In 1958, Hazelwood began extensive testing of helicopters for antisubmarine warfare both in Narragansett Bay and out of the Naval Ordnance Laboratory in Maryland. Assigned to the Destroyer Development Division, she participated in tests on equipment used with radar and electronic counter-measure systems. Her primary research and development work involved the testing of the Drone Anti-Submarine Helicopter (DASH). Hazelwood provided on board testing facilities, and helped make possible the perfection of DASH, an advanced and vital ASW weapons system. In August 1963 alone, the drone helicopter made 1,000 landings on the versatile destroyer's flight deck.

In addition to experimental developments, Hazelwood continued to engage in the many duties assigned to a destroyer. As America confronted Russia over the introduction of offensive missiles into Cuba in October 1962, she steamed again to the troubled Caribbean for antisubmarine and surveillance patrols. Hazelwood arrived Guantanamo Naval Base 5 November, just after the quarantine of Cuba had gone into effect and remained on guard during the crisis, serving as a Gun Fire Support Ship for Task Force 84. When the nuclear submarine Thresher failed to surface 10 April 1963, Hazelwood immediately deployed to the scene of the tragedy with scientists from the Woods Hole Oceanographic Institution to begin a systematic search for the missing ship.

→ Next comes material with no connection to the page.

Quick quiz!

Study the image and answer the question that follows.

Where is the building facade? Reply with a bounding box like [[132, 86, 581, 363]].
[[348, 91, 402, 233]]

Hazelwood resumed testing of DASH during June and later in the year conducted on board trials of the Shipboard Landing Assist Device (SLAD). She continued both developmental and tactical operations along the East Coast during the next year. She decommissioned 19 March 1965, and entered the Atlantic Reserve Fleet. Hazelwood was struck from the Naval Vessel Register 1 December 1974 and sold 14 April 1976.

==Honors==
Hazelwood received 10 battle stars for World War II service.